At September 30, 2023, unrecognized stock-based compensation expense of $1.1 million for RSUs is expected to be fully recognized over a weighted average period of 1.4 years. The unrecognized expense excludes $441,000 of expense related to certain RSUs with a performance milestone that is not probable of occurring at this time. The weighted-average grant-date fair value of RSUs granted during the nine months ended September 30, 2022 was $3.11.

 

Holders of our vested RSUs have our promise to issue shares of our common stock upon meeting the distribution restrictions contained in their Restricted Stock Unit Award Agreement. The distribution restrictions are different (longer) than the vesting schedule, imposing an additional restriction on the holder. Unlike RSAs, while certain employees may hold fully vested RSUs, the individual does not hold any shares or have any rights of a shareholder until the distribution restrictions are met.
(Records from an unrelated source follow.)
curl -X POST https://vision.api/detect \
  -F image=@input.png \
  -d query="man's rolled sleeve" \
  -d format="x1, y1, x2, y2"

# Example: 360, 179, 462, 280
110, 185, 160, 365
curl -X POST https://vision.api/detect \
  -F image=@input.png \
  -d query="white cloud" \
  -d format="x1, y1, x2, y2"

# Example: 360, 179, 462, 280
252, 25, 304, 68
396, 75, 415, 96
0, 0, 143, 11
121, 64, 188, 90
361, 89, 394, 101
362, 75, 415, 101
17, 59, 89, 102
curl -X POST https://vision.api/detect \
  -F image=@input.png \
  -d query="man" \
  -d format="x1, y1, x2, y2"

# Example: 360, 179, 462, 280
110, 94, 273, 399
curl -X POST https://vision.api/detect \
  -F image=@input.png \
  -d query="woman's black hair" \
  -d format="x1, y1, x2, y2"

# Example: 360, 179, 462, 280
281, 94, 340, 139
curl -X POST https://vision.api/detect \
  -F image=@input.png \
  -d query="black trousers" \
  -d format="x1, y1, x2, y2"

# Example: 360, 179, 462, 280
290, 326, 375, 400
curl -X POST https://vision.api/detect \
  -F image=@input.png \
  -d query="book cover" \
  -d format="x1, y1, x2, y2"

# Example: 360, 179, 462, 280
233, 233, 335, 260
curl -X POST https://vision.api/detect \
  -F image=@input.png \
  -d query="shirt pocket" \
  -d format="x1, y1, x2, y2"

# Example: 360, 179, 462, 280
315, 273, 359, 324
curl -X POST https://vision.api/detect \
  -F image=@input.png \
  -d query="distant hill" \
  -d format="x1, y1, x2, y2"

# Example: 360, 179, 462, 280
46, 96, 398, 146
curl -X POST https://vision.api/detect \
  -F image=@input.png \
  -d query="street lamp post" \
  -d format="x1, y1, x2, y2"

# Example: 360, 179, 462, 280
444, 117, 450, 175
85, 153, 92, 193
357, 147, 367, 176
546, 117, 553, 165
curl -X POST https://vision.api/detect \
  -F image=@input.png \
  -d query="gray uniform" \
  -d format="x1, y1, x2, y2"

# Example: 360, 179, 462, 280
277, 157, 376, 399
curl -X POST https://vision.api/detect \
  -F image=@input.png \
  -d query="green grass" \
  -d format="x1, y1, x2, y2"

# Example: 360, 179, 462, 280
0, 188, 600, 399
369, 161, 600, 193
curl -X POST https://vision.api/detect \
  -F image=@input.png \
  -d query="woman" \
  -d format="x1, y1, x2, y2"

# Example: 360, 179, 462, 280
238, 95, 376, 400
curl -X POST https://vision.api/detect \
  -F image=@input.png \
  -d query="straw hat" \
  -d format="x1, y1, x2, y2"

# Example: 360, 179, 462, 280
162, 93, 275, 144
Upon distribution to the employee, each RSU converts into one share of our common stock. The RSUs contain dividend equivalent rights.

 

Warrants

 

During the nine months ended September 30, 2023, we granted warrants to purchase a total of 3,160,130 shares of our common stock as compensation for services provided under an amended consulting agreement with Spartan, the placement agent for the Offering described in Note 2. The warrants were issued and exercisable on April 17, 2023 with an exercise price of $1.02 and expiration date of April 17, 2026. The warrants contain both call and cashless exercise provisions. We recorded $1,310,875 as a general and administrative expense representing the fair value of these warrants on February 14, 2023, the date we amended the consulting agreement since there were no contingent conditions on that date through April 17, 2023, the date of issuance. At September 30, 2023, we had outstanding and exercisable stock purchase warrants for the purchase of 3,366,480 shares with a weighted average exercise price of $1.61 and a weighted average remaining contractual life of 2.3 years.

 

At September 30, 2023, we did not have any unrecognized stock-based compensation expense related to our granted stock purchase warrants.